The Many Meanings of Quarter
The word quarter has numerous senses as a noun, verb, and adjective, is the basis of several words beginning with quarter, and shares an origin with quart.
Quart and quarter come from Latin by way of French; in Latin, quartus means “the fourth”; it is cognate with four. Quart came to mean “one-fourth of a gallon,” while quarter refers to one of four (usually) equal parts of a whole. Quarter often pertains, with no further description, to one-fourth of a year, often in business and especially financial contexts but also in terms of one of four segments of a school year, or to one of four periods of equal length that together constitute the duration of an athletic competition or other game.
The word also refers to a compass point or direction other than north, south, east, or west or to one-fourth of the horizon or the area beneath it. In addition, it may apply to a district within a municipality or to the people living there, though the term is not precise; such a quarter may be much larger or, more commonly, much smaller than one-fourth of the city or town’s area. Quarters, the plural form, pertains to one’s living accommodations, to an assigned post or station, or to assembly of a ship’s crew.
Speaking of ships, either side of the stern, or rear, of a ship is called a quarter, and the deck at the stern of a ship is called the quarterdeck. Another term pertaining to maritime vocabulary is quartermaster. One or more quartermasters traditionally assisted the master, or captain, of a ship (later an officer subordinate to the captain called the sailing master) in navigation; it remains a rating, or a designation delineating job responsibilities, in modern navies. (Among pirates during the Age of Sail, however, quartermaster was the title of a crew member second only to the captain in authority; often, both positions were filled by election.)
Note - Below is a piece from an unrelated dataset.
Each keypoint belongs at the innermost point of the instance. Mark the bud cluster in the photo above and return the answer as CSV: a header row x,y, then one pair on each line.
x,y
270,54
Although these low-ranking but key naval officers also helped the master stow supplies and cargo to optimize smooth sailing, the application of the word to refer to an army officer responsible for disbursing clothing and supplies to troops seems to have developed independently, stemming from the title of a court official responsible for a monarch’s sleeping chamber.
Quarter also describes 25 cents in US currency, especially a coin bearing that value.
Terms derived from quarter are defined below:
In football, a quarterback is positioned midway between the front line and the halfback, who is halfway between the line and the fullback. (The halfback and fullback positions were derived from similar positions in rugby, from which football originated, while the quarterback position was invented for football.)
The noun quarterly, which refers to a publication produced four times a year, is derived from the adjective quarterly, which describes any occurrence of that frequency.
A quarterstaff is a long stick used as a weapon; both competing explanations for the origin of the word (either it refers to the placement of one’s hands when wielding it or to quarter used to refer to a cut of lumber) lack authority.
A quartet is a group of any four people or things, though the term usually pertains to a four-piece music ensemble.
A quarto is a format for printing books or pamphlets in which eight pages are printed on one sheet of paper to produce four leaves with print on both sides; the term may also refer to the size of a publication (about as large as a magazine).